Los gestos es una obra contra el teatro muerto y acomodaticio, contra el teatro sin riesgo ni imaginación, contra ese teatro actorcentrista que lo pone todo en el intérprete y se olvida de su relación con el sonido, con los objetos, con su cuerpo y el de los otros. Los gestos es una obra extraña, estimulante y personalísima contra la docilidad creativa y la sumisión a la convención, contra esa entrega a la ideología, el tema y el titular tan frecuente en el teatro de los últimos años. Los gestos es una obra que propone disidencias en el gesto vital, en el gesto teatral, en el gesto político, una obra contra la certidumbre y la cobardía. "Hacemos pocos gestos imprevistos", dice Lisandro, "imagínate lo que sería esto sin cobardía, lo que estaría pasando ahora mismo aquí si no existiera ese gusto por la docilidad". Pero esta es solo una posibilidad porque no es fácil saber (qué maravilla) de qué nos está hablando Los gestos, que bien podría ser un thriller sobre la memoria y la vida secreta de los recuerdos o una historia de ciencia ficción sobre viajes en el tiempo, quién sabe.
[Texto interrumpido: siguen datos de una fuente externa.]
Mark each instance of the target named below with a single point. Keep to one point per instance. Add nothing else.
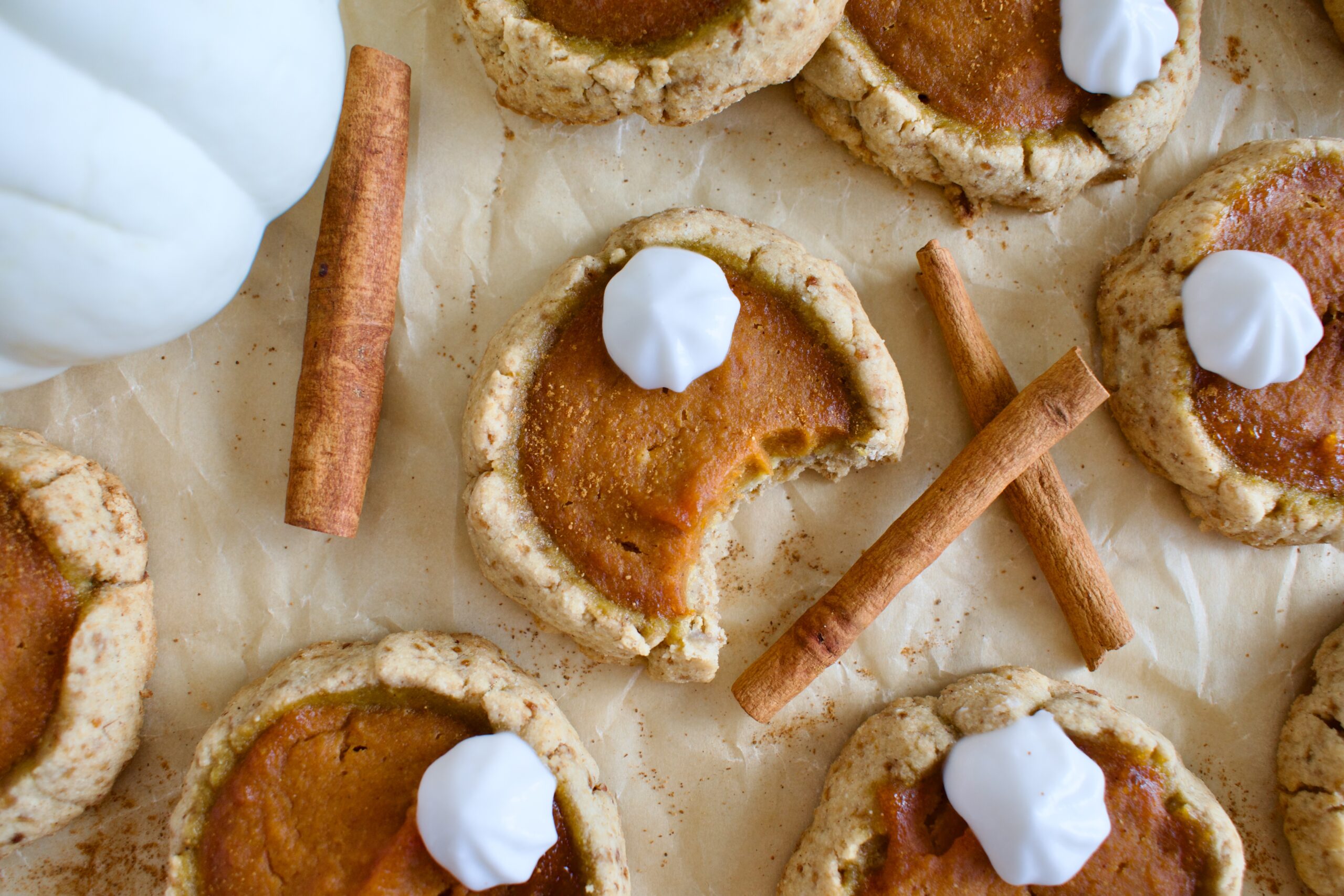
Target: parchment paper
(711, 803)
placeholder La coreógrafa y actriz Elena Córdoba. (Luz Soria)
La coreógrafa y actriz Elena Córdoba. (Luz Soria)

Pero lo que sí sabemos es que en esta obra hay una apuesta fortísima por el riesgo y la búsqueda, por sostener y defender, a pesar de todo, algo complejo y nada complaciente. "Es muy difícil esto, no se entiende nada, nos van a comer crudos", dirá Topazia, y ojalá se equivoque porque esa ambición radical de Messiez, en una temporada más bien mediocre, resulta espectacular.

Los gestos. Texto y dirección: Pablo Messiez. Reparto: Elena Córdoba, Manuel Egozkue, Fernanda Orazi, Nacho Sánchez y Emilio Tomé. Hasta el 14 de enero en el Teatro Valle-Inclán del Centro Dramático Nacional.

Un montón de sillas apiladas de cualquier manera, de color marrón. Un piano. Un espacio circular, vacío, medio abandonado. Unos ventanales enormes. Música de fondo. Un joven en proscenio, de pie, quieto, con los ojos cerrados y las manos casi entrelazadas. Unas campanas de iglesia, a lo lejos. Chicharras. Unos pájaros. Una voz que dice: "Es un homenaje a Pasolini que estoy escribiendo". El chico lleva unos pantalones color amarillo casi marrón, un poco antiguos pero no demasiado. Una mujer entra, se sienta en una silla y observa Roma por los ventanales. Otra voz, como un eco de otro tiempo, dice: "El joven no se da cuenta de que está siendo observado". Alguien canta Vorrei che fosse amore de Mina. La letra llega y se va, alejándose hacia el patio de butacas. El chico abre los ojos despacio, parpadea y los vuelve a cerrar. Unos pasos. Un avión ¿despegando? Campanas, otra vez. Pájaros, otra vez. Chicharras, otra vez. Una voz da la bienvenida al público. Empieza la obra, cuando ya hacía tiempo que había empezado. Empiezan Los gestos, de Pablo Messiez y, cuando la obra acabe, volveremos a esta obertura de voces, chicharras y campanas, volveremos a ese avión, a las canciones de Mina y al parpadeo de ese chico. Y, quizá, todo tenga sentido.